Vince, who suffered a traumatic brain injury and shrapnel wounds, feels that his thinking is in slow motion. He understands, but it takes him a few minutes and he suffers from migraine headaches.
He has received three Purple Hearts from his time in the Marines.
And his family — wife, Jamie and five children — keeps him very busy.
“I’m doing good,” said Vince, who grew up on Thrall Road in Cambria. “Things are going pretty good. My hands are full at home.”
Soon his full hands will live in a new home near Camp Lejeune, N.C. thanks to an organization known as Finally Home.
Finally Home, which was started by the Bay Area Builders Association of Texas in 2005, is building a house for the Gizzarelli family. The ground breaking for the custom-designed log home took place on Aug. 17 and Gizzarelli is scheduled to get the keys on March 25.

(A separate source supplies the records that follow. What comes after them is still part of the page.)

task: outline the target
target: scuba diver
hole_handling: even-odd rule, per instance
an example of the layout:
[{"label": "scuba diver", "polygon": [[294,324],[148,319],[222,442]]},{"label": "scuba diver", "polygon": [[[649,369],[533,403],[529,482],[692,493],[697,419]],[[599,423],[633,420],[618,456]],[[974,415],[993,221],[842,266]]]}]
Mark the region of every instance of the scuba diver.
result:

The Marine veteran visits the new home in Jacksonville, N.C. almost every day. It’s about 15 minutes from where the Gizzarelli family rents a house now.
A construction company is volunteering time and crews and everything is done by donation. The house is mortgage free and taxes will be paid for two years. The building was made possible by the members of the Building Systems Councils, the staff of Operation Finally Home, and the contributions of businesses and individuals.
Finally Home is a non-partisan/non-profit organization. The Gizzarelli home is the first built by Finally Home outside the state of Texas.
Dan Vargus of the Bay Area Builders Association is director and founder of Finally Home. Verges was looking for a family through Wounded Warriors. Camp Lejeune nominated Gizzarelli as a candidate for the project.
Vince, who was born in Niagara Falls in 1979, is the youngest of five children. James, Tina, Brenda and Donna are his older siblings. He played nose tackle for the Starpoint High School football team.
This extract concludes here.